As can be seen, there are no null values now. Also, the new data frame has 17 attributes with 23449 records since the duplicate values have been removed. The output of names() function gives the list of variables in the new data frame.
Before moving ahead with data exploration, let’s have a look at the output of summary() function.
summary(new_sp, 5)
## track_name track_artist playlist_genre
## Length:23449 Length:23449 Length:23449
## Class :character Class :character Class :character
## Mode :character Mode :character Mode :character
##
##
##
## playlist_subgenre track_popularity danceability energy
## Length:23449 Min. : 0.00 Min. :0.0000 Min. :0.000175
## Class :character 1st Qu.:23.00 1st Qu.:0.5630 1st Qu.:0.578000
## Mode :character Median :43.00 Median :0.6720 Median :0.720000
## Mean :39.74 Mean :0.6552 Mean :0.696638
## 3rd Qu.:58.00 3rd Qu.:0.7620 3rd Qu.:0.841000
## Max. :98.00 Max. :0.9830 Max. :1.000000
## key loudness mode speechiness
## Min. : 0.000 Min. :-46.448 Min. :0.0000 Min. :0.0000
## 1st Qu.: 2.000 1st Qu.: -8.341 1st Qu.:0.0000 1st Qu.:0.0412
## Median : 6.000 Median : -6.285 Median :1.0000 Median :0.0637
## Mean : 5.374 Mean : -6.848 Mean :0.5667 Mean :0.1103
## 3rd Qu.: 9.000 3rd Qu.: -4.727 3rd Qu.:1.0000 3rd Qu.:0.1390
## Max. :11.000 Max. : 1.275 Max. :1.0000 Max. :0.9180
## acousticness instrumentalness liveness valence
## Min. :0.0000 Min. :0.0000000 Min. :0.0000 Min. :0.0000
## 1st Qu.:0.0148 1st Qu.:0.0000000 1st Qu.:0.0927 1st Qu.:0.3300
## Median :0.0827 Median :0.0000192 Median :0.1270 Median :0.5130
## Mean :0.1811 Mean :0.0940749 Mean :0.1916 Mean :0.5114
## 3rd Qu.:0.2660 3rd Qu.:0.0069600 3rd Qu.:0.2500 3rd Qu.:0.6950
## Max. :0.9940 Max. :0.9940000 Max. :0.9960 Max. :0.9910
## tempo duration_ms
## Min. : 0.00 Min. : 4000
## 1st Qu.: 99.97 1st Qu.:187200
## Median :122.00 Median :216133
## Mean :121.08 Mean :226107
## 3rd Qu.:134.78 3rd Qu.:254493
## Max. :239.44 Max. :517810
This function displays the length, class and mode for strings whereas minimum value, maximum value, quantile values and mean for numeric variables.

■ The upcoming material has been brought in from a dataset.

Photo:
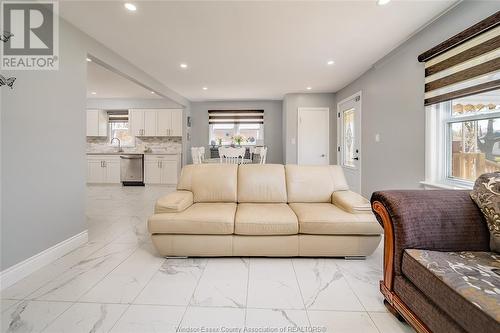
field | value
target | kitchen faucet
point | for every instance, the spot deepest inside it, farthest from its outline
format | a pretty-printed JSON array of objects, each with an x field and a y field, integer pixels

There are four string variables- track_name, track_artist, playlist_genre and playlist_subgenre- each having 23449 records.
The rest are numeric variables. We observe that valence, liveless, instrumentalness, acousticness, speechiness, danceability, and energy range between 0 and 1. Also, mode has just two values, 0 and 1. track_popularity can take values between 0 and 100, in theory. But as per the data, it is evident that it’s maximum value is 98.
options(repr.plot.width = 30, repr.plot.height = 30)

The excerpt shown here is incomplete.